Sound is a common feature of many cities. But unwanted, persistent and loud sound can become noise and affect our health. Exposure to noise pollution is associated with significant health hazards, including hearing loss, cardiovascular impacts such as heart disease and high blood pressure, metabolic disease, attention and memory loss, sleep disturbance, depression, and decreased quality of life. Those with a lower socioeconomic status are more likely to live in areas where they experience higher levels of noise pollution, putting them at greater risk of its health impacts. However, cities don’t have to be noisy. There are steps they can take to mitigate noise pollution and reduce its health burden.
This webinar will:
- Discuss prevalence of noise pollution in Canada
- Discuss how excessive noise affects health
- Discuss how cities can address noise and mitigate its health effects
About the Speaker
Dr.
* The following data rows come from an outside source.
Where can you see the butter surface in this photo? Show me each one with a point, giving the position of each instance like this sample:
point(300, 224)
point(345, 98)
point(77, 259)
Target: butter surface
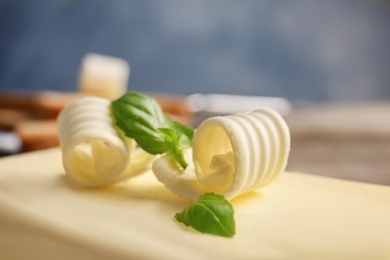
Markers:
point(299, 216)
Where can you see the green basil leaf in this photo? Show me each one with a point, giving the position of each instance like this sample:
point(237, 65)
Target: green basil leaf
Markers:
point(140, 117)
point(211, 214)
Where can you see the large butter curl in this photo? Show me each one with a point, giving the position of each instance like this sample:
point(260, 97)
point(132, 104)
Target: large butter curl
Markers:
point(94, 152)
point(231, 155)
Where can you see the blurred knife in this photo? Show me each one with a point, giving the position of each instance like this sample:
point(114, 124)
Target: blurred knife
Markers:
point(207, 105)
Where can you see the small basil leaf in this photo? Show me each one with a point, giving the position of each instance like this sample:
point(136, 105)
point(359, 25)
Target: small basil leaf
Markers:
point(140, 117)
point(212, 214)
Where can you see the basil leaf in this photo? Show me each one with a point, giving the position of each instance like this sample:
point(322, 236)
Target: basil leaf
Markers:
point(212, 214)
point(140, 117)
Oiamo is an Associate Professor in the Department of Geography and Environmental Studies at Toronto Metropolitan University. His research in environmental health geography focuses on exposure assessment through the development of environmental models of noise and air quality, novel population exposure metrics, and simulation systems to assess health impacts of urban change. These efforts complement research activities that aim to further our understanding of environmental determinants of health as well as health and disease risks in vulnerable urban populations. Through collaboration with public and private sector partners, these research activities are applied and oriented towards environmental decision-making and policy. Dr. Oiamo also teaches on topics related to environmental decision-making, sustainable development, demography and environmental health.